Nor does Upper East Sider Ayesha Hakki (“early 40s”), who is in the process of recertifying her Canadian citizenship, want to leave NYC. Born in Canada, she was brought to the U.S. at the age of seven, graduated from Rutgers University, and became a U.S. citizen in the 1990s, surrendering her Canadian passport. Hakki, the publisher of Bibi Magazine, a South Asian bridal and fashion publication for the U.S. market, is Muslim and a breast cancer survivor. She gushes adoringly about New York City and the opportunities she has found here, but notes, “Lord only knows what is going to happen. … It just seems prudent to have a backup plan.” Her mother, who lives in Canada, goaded Hakki to file paperwork to recertify her status as a Canadian, fearful that Hakki may find herself without health insurance. “Because I was born there, I’m eligible automatically,” to recertify, she said. Hakki’s many friends with immigrant roots “are all hedging their bets right now,” by making sure to keep up or resurrect ties to their original nations or document ties to the lands of their ancestors.
Lots of people exploring and reclaiming their options, like Hakki, don’t want to leave: They just realize that maximizing options is a smart move in a world of increasing geopolitical uncertainty.
A 21-year-old film student from Midwood with Trinidadian parents said he preferred his name not be used because he feared being seen as disloyal by a new government that punishes disloyalty. He was pursuing citizenship in his parents’ country “as an ‘in case of emergency, break glass’” measure should he need to leave the U.S. Moving to Trinidad “is the last thing I’d do,” but solidifying his citizenship there is “a matter of making sure all my bases are covered,” in the event the U.S. is attacked as a result of a Trump tweet, or if the economy crashes. He also said traveling on a non-U.S. passport is often easier. “There’s always been a stigma abroad to being an American and I’d much rather be perceived as a guy from a rock in the middle of nowhere,” with Trump the incoming president, he said.

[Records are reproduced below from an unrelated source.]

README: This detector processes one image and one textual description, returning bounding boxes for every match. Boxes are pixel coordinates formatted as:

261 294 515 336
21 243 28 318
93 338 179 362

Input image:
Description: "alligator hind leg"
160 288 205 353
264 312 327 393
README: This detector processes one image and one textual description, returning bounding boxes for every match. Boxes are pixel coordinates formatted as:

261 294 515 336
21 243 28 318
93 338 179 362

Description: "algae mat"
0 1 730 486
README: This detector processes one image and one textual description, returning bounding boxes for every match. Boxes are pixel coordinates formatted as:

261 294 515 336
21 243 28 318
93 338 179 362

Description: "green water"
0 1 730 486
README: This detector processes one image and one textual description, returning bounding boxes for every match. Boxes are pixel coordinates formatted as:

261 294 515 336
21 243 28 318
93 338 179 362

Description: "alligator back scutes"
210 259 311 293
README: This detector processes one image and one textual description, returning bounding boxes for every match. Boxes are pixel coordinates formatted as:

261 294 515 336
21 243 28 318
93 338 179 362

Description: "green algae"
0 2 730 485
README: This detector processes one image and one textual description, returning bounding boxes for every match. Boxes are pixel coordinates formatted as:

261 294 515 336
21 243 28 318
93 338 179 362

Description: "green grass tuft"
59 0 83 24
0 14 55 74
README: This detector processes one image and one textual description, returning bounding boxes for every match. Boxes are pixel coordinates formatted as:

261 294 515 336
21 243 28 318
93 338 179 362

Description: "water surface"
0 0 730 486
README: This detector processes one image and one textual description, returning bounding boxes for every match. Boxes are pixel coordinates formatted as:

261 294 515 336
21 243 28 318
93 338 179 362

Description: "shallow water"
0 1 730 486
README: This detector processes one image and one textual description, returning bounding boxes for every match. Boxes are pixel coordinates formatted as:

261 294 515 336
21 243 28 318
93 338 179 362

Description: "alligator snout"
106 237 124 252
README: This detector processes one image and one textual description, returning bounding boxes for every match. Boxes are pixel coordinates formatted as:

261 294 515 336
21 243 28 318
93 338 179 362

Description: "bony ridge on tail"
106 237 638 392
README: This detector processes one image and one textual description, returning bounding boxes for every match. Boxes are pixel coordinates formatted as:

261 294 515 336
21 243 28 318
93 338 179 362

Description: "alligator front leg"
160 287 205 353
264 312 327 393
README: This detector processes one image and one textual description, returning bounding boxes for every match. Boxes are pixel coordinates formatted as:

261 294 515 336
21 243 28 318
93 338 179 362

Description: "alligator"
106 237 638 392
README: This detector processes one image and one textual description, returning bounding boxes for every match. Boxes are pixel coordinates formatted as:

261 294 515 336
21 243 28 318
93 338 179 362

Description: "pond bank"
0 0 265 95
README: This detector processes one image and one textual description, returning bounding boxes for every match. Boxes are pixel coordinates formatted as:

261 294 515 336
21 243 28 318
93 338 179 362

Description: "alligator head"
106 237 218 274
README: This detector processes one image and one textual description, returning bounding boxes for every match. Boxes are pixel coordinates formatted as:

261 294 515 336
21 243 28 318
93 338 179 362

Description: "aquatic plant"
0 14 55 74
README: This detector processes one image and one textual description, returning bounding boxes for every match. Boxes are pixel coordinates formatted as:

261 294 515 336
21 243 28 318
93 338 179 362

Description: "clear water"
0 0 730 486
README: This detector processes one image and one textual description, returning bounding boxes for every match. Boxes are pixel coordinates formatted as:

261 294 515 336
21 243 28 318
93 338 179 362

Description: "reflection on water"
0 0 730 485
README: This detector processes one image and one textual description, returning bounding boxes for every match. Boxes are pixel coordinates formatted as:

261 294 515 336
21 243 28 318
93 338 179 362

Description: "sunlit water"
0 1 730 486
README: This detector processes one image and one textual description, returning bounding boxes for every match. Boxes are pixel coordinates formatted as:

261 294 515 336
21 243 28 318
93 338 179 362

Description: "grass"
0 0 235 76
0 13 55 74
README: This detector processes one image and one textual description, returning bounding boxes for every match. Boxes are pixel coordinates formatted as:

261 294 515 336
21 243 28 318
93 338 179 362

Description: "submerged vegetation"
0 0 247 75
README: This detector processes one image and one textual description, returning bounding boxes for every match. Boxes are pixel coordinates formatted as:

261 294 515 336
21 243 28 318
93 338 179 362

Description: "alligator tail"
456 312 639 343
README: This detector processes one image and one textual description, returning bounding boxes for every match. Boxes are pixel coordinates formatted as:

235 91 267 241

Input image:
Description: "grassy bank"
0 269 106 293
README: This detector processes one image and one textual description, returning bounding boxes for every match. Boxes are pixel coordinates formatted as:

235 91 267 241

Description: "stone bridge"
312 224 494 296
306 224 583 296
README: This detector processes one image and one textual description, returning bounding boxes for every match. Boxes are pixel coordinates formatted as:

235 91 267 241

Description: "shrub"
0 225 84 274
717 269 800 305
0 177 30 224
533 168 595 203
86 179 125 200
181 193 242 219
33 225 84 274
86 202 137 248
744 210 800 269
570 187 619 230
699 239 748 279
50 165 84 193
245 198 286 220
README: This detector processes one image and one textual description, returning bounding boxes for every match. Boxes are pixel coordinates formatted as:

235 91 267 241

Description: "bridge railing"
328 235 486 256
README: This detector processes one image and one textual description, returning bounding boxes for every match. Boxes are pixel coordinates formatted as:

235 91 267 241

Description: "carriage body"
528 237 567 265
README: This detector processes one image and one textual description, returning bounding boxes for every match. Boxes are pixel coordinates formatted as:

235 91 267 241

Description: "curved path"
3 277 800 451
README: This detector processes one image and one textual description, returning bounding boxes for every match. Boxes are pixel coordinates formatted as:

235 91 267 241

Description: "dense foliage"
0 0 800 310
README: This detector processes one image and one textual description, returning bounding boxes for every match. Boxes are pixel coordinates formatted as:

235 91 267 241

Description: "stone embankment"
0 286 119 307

Ironically, some citizens in the world’s richest nation are newly appreciative of the dilemma of those in the world’s poorest and most war-torn nations, finding themselves forced to decide whether to stay and fight against a regime they abhor, or to flee for their own well-being. Carl, ambivalent about leaving the land of her birth, still volunteers for NOW-NYC. “I continue to be political,” to help U.S. causes she believes in from outside its borders, she said. But the reason she and her wife self-published a book, “Moving to Canada,” and began blogging about it for free “was to help people realize that even if you don’t qualify for citizenship by ancestry, there are still real options all around the world,” to find happiness, security and peace.